Wie kann ein Industrieunternehmen prüfen, ob ein externer DSB die gesetzlichen Pflichten erfüllt?
Der Auftraggeber sollte prüfen, ob der DSB nachweislich Erfahrung in der Fertigungsbranche hat, die relevanten Artikel der DSGVO (37‑39, 35) kennt und mit dem HmbBfDI kooperiert. Referenzen, Zertifikate und ein transparenter Leistungsnachweis sind gute Indikatoren. Ein kurzer Audit des DSB-Prozesses und ein Testlauf bei einer Pilot-DSFA geben zusätzliche Sicherheit.

Fazit
edsb-hamburg überzeugt mit TÜV-zertifizierter KI-Plattform und Festpreismodell ab 149 €/Monat, bietet aber nicht für jedes Unternehmen die optimale Lösung. Die steigenden Beschwerdezahlen beim HmbBfDI unterstreichen die Dringlichkeit einer professionellen Datenschutzorganisation. Prüfen Sie zunächst, ob Ihr Unternehmen unter die Schwelle von 20 Personen fällt oder systematische Überwachung betreibt – dann wird ein DSB zwingend erforderlich. Erstellen Sie eine Checkliste für Datenschutz-Folgenabschätzungen bei Produktionsanlagen, um Bußgelder zu vermeiden. Kontaktieren Sie den Hamburgischen Beauftragten für Datenschutz für individuelle Beratung und nutzen Sie das breite Anbieterportfolio in der Hansestadt.
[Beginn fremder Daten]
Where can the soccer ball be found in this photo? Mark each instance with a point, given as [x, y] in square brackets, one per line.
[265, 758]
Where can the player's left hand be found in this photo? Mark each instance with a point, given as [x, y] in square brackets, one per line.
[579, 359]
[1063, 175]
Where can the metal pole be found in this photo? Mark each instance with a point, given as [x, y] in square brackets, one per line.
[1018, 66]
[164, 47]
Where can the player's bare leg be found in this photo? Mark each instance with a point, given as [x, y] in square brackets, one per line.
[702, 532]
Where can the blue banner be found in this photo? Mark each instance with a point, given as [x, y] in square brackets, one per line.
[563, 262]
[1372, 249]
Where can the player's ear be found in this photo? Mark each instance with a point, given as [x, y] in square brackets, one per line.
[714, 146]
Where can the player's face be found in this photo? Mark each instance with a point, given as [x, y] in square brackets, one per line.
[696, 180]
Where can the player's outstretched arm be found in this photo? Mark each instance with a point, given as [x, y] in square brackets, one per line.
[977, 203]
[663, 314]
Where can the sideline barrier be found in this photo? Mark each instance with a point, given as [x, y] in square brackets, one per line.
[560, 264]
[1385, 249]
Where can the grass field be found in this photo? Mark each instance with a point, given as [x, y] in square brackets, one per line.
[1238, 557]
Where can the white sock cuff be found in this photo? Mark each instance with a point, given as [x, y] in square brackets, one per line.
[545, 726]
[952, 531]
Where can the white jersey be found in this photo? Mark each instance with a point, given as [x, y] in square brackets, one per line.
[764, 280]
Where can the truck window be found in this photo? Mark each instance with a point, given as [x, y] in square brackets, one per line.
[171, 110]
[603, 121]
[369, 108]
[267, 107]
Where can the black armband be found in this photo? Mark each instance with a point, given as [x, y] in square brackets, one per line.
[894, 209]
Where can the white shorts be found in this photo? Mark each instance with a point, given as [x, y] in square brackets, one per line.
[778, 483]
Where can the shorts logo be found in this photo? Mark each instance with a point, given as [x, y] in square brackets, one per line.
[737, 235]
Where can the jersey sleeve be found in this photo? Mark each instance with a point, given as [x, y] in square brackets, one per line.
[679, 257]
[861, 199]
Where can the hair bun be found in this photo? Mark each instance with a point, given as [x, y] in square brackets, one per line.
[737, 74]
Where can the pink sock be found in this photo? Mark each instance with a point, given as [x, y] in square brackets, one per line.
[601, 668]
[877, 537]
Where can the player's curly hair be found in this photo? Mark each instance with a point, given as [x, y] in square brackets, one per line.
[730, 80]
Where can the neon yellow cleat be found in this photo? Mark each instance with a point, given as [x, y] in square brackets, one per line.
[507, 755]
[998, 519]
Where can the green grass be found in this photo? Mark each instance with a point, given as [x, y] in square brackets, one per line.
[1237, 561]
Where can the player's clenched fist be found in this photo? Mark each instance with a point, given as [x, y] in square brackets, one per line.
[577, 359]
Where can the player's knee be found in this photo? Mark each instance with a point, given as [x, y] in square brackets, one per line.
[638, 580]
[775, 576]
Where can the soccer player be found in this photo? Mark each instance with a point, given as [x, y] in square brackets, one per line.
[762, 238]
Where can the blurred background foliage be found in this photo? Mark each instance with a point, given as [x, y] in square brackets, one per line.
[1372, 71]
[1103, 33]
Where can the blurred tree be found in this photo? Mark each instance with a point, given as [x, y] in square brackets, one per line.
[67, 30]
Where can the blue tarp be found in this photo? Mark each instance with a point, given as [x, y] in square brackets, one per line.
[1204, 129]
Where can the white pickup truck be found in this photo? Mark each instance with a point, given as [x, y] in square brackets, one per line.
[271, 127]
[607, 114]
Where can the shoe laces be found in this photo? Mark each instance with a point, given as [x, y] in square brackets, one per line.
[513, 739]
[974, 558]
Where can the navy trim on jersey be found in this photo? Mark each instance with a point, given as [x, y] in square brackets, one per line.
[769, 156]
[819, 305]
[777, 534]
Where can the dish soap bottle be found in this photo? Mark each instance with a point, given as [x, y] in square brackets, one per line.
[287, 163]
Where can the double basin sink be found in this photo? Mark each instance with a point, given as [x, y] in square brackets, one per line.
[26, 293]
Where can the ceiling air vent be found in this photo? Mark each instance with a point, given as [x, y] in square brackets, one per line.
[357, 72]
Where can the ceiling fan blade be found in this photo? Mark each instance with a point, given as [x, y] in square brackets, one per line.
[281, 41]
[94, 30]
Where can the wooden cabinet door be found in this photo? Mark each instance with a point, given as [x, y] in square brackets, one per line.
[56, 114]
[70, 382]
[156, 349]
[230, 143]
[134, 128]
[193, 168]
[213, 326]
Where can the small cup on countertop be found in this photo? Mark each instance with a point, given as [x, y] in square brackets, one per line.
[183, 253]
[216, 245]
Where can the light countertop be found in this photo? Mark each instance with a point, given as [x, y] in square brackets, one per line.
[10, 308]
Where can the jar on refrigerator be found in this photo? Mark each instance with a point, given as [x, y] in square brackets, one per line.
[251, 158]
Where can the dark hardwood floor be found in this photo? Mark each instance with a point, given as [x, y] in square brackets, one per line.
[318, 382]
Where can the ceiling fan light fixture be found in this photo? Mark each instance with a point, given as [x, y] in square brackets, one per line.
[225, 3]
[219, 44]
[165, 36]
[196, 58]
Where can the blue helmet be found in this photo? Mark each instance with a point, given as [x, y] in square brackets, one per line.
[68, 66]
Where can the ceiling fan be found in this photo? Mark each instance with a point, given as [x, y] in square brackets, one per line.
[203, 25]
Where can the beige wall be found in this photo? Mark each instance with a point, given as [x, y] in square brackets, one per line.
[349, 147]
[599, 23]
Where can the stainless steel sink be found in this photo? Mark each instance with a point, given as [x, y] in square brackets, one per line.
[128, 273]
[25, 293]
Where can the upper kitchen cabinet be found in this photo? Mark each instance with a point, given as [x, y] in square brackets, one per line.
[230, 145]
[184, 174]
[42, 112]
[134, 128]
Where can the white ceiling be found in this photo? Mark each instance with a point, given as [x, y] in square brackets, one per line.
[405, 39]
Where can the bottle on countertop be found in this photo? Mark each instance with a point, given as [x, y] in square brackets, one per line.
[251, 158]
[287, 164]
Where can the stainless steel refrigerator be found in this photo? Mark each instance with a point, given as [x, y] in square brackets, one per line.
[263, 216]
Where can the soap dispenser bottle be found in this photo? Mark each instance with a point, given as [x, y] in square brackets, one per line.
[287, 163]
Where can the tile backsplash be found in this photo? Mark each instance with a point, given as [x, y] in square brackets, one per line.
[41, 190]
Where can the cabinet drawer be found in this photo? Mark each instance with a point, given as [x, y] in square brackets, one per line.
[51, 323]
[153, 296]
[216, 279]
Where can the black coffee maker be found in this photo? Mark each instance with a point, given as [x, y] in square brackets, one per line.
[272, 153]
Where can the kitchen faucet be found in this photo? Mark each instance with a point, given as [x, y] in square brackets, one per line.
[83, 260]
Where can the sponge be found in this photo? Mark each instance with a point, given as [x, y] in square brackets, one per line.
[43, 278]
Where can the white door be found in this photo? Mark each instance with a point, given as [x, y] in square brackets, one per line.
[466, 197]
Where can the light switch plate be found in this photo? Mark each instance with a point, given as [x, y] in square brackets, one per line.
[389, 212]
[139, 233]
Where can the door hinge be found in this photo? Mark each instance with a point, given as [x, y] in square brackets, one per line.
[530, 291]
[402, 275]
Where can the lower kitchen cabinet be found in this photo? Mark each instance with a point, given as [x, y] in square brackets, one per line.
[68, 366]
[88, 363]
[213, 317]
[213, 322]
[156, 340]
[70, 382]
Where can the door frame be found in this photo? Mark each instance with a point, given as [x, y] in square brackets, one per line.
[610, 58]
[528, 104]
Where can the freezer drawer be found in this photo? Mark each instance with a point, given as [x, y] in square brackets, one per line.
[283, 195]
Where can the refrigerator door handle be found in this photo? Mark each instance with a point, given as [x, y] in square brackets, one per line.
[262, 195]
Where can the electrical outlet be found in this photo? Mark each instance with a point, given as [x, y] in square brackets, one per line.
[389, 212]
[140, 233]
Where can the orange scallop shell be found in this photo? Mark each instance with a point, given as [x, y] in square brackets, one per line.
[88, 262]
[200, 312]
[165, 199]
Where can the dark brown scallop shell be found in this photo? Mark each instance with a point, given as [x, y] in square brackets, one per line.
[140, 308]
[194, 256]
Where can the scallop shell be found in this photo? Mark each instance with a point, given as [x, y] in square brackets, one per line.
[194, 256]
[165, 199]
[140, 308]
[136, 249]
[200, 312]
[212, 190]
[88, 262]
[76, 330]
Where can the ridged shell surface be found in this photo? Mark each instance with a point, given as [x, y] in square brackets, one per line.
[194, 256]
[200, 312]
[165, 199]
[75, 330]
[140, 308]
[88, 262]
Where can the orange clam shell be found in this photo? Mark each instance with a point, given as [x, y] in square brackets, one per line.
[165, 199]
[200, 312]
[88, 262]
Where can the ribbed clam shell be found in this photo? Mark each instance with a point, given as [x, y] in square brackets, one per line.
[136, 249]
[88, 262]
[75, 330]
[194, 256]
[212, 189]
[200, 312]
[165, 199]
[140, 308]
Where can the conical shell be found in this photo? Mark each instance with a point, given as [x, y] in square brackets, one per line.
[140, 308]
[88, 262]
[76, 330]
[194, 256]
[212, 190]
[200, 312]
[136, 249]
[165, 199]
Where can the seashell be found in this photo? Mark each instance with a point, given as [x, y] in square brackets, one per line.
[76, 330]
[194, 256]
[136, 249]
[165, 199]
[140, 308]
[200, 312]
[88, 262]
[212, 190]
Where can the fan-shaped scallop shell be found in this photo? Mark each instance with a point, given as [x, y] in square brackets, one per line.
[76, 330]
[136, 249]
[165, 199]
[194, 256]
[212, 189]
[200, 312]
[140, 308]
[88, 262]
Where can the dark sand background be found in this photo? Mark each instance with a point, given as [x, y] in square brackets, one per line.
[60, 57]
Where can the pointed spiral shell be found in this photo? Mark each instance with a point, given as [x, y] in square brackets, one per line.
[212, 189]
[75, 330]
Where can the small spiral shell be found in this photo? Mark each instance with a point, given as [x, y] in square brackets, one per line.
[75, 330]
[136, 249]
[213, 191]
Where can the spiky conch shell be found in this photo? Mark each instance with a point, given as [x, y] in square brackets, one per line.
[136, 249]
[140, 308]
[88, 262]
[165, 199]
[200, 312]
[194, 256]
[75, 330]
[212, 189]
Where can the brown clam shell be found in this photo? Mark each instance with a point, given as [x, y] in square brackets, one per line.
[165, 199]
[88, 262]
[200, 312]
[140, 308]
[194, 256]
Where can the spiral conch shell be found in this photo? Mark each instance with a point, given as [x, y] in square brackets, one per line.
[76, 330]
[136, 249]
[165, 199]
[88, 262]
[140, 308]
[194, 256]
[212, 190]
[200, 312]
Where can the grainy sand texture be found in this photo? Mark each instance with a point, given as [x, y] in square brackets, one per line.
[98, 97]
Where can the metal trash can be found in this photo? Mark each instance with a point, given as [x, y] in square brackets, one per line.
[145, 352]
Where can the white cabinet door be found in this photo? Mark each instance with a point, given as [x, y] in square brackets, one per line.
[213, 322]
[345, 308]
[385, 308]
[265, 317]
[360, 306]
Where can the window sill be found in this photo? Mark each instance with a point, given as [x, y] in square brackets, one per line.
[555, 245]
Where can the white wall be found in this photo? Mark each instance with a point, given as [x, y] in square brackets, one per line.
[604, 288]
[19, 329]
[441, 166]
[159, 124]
Hinweis zur Transparenz: Diese Marktübersicht wird redaktionell auf cpsecure.de veröffentlicht. edsb-hamburg ist als einer der vorgestellten Marktteilnehmer Werbepartner unserer Plattform — die Bewertung erfolgt nach branchenüblichen Kriterien (Stärken, Schwächen, Preisspanne, Zielgruppe), die Reihenfolge ist eine Redaktions-Empfehlung und ersetzt keine individuelle Beratung. Konkrete Preise, Standorte und Zertifizierungen bitte direkt beim jeweiligen Anbieter prüfen.

Autor auf der Webseite cpsecure.de. Hier schreibt Herr Schmitz über IT-Sicherheit in der Cloud.